PFV: Como surgiu a ideia de escrever um livro sobre ele?
Conversava com um amigo, Reinaldo, que já conhecia de algum tempo, quando ele revelou ser filho do Pai Santana. Minha surpresa logo deu lugar a uma animação que ficou adormecida por algum tempo. Até encontrar um escritor a quem admiro muito, Alberto Mussa, que, ao saber da ideia ainda um tanto embrionária, me incentivou de uma forma que não poderia ter outro resultado. Comecei naquele dia mesmo uma busca desenfreada na Internet, pra ver se já tinham publicado algum sobre o Santana. Descobri que não e, além disso, vi que poderia haver muitas histórias interessantes por trás das poucas (considerando o tamanho da personagem) notícias que encontrei. E assim foi.
PFV: Você se surpreendeu ao buscar com parentes, amigos e torcedores fatos inusitados e/ou histórias que são desconhecidos da maioria dos vascaínos?

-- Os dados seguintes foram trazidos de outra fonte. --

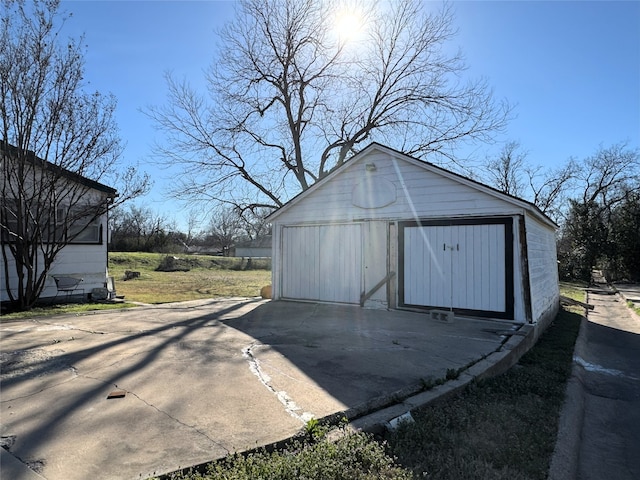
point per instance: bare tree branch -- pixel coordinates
(289, 99)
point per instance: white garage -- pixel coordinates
(386, 230)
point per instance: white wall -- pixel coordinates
(86, 261)
(402, 190)
(543, 268)
(418, 193)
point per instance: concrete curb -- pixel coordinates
(12, 467)
(564, 462)
(493, 365)
(382, 413)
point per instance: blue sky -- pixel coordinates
(572, 69)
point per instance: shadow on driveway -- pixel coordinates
(206, 378)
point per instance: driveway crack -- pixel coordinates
(289, 405)
(177, 420)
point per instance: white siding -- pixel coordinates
(543, 268)
(420, 194)
(379, 189)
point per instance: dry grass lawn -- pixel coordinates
(208, 277)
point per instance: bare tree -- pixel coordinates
(609, 174)
(290, 98)
(606, 184)
(549, 187)
(55, 137)
(505, 172)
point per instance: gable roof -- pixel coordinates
(533, 209)
(63, 172)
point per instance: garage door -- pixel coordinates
(465, 265)
(322, 263)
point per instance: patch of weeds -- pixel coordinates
(499, 428)
(352, 457)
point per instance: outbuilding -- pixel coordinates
(386, 230)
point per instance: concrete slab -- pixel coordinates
(206, 378)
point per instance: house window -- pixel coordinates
(75, 225)
(81, 227)
(79, 233)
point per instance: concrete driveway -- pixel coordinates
(203, 379)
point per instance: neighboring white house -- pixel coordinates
(85, 257)
(386, 230)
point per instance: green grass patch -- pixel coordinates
(352, 457)
(193, 277)
(502, 428)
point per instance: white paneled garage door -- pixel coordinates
(466, 266)
(322, 263)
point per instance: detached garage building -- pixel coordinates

Muito. O primeiro choque é descobrir que a carreira dele no Vasco, que eu imaginava ter sido desde sempre, começou apenas em 1970. E que antes disso, ele tinha passado por alguns outros clubes, inclusive o Fluminense, onde trabalhou boa parte da década de 1960. E que depois de 1970 ele ainda passou rapidamente pelo América e pelo Santa Cruz. Na década de 1980, passou cinco anos servindo à seleção do Kuwait, onde se converteu ao Islamismo. Também tem histórias boas de sua vida como interno da Escola XV de Novembro, em Quintino, e como militar, onde era o Sargento Santana. E o que dizer de seu papel central no carnaval carioca, onde foi o Rei Congá, participando ativamente da abertura dos festejos desde 1991? E com tudo isso, o melhor que a pesquisa agora mais aprofundada me mostra é que, acima de tudo, Santana foi um profissional diferenciado, muito sério, consistente e até inovador. O que o distancia da imagem folclórica que acabou o marcando exageradamente.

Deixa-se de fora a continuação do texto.